Parallèlement à ces jeux de langage qui traversent de part en part les Brouillons, son inquiétude quant à la validité de sa langue le pousse à corriger certains mots qu'il juge mal construits, il va même jusqu'à recenser les erreurs de langage de ses domestiques. On peut voir là une obsession maladive qui se complait à relever des fautes, on mesure alors les efforts qu'a dû faire Lichtenberg, fils de pasteur, pour que le langage devienne un moyen d'éveiller les sens :
"Un cœur d'interjections, cela aurait fière allure, s'il était chanté par de belles filles au cheveux défaits." Mat 216
Cette note me fait penser à l'artiste Gill Wolmann qui se situait dans la mouvance lettriste et dont un des enregistrements consistait à roter l'alphabet.
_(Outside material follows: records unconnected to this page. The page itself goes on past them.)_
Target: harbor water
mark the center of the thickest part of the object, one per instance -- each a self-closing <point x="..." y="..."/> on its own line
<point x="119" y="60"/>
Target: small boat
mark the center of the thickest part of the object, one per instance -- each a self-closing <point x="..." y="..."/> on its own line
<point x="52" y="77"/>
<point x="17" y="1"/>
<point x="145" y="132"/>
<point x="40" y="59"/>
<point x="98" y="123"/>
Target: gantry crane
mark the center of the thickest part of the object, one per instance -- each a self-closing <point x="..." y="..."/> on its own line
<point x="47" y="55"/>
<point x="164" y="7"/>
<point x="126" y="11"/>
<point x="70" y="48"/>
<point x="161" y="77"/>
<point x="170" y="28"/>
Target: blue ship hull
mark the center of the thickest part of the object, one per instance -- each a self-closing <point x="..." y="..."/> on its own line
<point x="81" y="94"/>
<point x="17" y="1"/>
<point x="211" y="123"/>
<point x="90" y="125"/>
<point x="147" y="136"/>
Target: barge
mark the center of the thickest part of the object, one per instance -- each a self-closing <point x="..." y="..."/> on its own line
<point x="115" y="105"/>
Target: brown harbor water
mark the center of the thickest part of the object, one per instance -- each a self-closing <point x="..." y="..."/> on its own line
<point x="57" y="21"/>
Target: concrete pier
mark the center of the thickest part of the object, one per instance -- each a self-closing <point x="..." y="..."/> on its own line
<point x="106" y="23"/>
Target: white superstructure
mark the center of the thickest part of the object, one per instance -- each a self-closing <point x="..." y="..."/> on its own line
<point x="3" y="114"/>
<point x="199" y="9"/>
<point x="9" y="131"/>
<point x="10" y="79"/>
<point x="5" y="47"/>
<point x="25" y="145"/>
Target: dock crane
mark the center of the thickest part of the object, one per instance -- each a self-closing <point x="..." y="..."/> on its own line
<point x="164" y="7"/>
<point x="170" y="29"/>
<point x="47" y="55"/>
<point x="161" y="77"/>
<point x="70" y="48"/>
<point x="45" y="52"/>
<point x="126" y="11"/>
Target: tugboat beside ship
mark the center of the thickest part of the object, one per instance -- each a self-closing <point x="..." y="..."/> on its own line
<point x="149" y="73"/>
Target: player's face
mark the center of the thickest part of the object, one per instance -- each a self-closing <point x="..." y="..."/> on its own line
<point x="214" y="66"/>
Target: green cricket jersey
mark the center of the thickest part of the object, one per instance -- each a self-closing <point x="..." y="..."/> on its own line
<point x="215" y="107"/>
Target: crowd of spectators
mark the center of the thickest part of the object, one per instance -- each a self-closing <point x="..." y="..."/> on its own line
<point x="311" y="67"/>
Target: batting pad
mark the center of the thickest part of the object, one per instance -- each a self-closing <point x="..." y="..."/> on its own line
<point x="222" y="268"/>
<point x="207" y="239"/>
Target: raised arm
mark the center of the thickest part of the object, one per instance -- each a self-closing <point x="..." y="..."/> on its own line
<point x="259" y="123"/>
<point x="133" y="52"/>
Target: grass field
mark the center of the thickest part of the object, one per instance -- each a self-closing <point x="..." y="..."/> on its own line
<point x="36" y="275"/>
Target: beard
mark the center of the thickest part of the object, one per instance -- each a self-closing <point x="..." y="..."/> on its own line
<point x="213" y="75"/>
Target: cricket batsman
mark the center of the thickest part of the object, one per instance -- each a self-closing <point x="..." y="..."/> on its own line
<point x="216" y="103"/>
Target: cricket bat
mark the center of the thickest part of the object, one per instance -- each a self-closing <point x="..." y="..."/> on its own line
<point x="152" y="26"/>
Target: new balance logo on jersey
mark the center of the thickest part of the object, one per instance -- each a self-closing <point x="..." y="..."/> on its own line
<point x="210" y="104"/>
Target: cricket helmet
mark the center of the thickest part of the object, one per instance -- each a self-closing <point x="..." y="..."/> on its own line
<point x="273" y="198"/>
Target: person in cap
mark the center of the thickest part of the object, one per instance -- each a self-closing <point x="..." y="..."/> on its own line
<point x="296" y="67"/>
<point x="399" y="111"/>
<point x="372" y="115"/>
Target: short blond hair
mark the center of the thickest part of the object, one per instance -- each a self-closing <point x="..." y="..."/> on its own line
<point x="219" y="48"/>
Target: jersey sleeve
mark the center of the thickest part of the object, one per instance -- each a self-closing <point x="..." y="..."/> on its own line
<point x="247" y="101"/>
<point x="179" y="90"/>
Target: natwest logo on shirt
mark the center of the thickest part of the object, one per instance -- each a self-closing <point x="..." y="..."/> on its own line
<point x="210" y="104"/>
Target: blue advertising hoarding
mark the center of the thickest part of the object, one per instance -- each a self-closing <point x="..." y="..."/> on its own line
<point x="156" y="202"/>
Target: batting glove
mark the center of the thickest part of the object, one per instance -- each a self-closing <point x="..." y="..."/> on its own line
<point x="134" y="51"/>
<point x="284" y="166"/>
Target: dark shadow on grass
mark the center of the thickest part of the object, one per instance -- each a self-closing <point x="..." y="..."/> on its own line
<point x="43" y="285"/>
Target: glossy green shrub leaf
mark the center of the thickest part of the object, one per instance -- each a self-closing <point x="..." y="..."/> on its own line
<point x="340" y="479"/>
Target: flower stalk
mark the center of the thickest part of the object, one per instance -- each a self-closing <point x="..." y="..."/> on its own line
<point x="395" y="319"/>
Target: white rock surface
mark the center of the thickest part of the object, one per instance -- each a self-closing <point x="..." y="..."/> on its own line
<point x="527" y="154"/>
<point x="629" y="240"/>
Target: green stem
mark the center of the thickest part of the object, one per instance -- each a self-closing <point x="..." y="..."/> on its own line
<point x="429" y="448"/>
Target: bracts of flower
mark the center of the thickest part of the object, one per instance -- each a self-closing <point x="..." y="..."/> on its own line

Ici, Lichtenberg érotise la langue. Sa proposition radicale répond à un caractère propre au XVIIIe siècle que les avant-gardes du XXe ont souvent négligé, la recherche de la volupté.
"Dans la vie courante, on appelle souvent l'épilepsie le "mal-être". Quel serait alors le "bon- être" ? Proposition : donner ce nom aux secousses épileptiques du paroxysme qui couronne l'amour." L274
Manifestement, Lichtenberg avait trouvé le moyen d'oublier momentanément qu'il se reconnaissait hypocondriaque.
"Notre "tant bien que mal" est bien mauvais. On ne peut différencier le mal du bien dans "tant bien que mal". Mat 1129
Ici Lichtenberg semble encore pointer un défaut dans une expression courante, mais à y regarder de plus près, cette formule pourrait le concerner personnellement. La remise en cause de sa langue l'a occupé toute sa vie, au fil des années, elle est devenue une pratique familière, et pourvu qu'elle satisfasse son esprit critique, il s'y est finalement installé. Il s'est nourri des fautes qu'il déplorait. Il s'est réjoui des écarts qu'elles produisaient. Ainsi le titre de ce texte aurait pu être :
Lichtenberg bien mal dans sa langue.
Je rends une nouvelle fois hommage à Étienne Barilier, traducteur des Brouillons.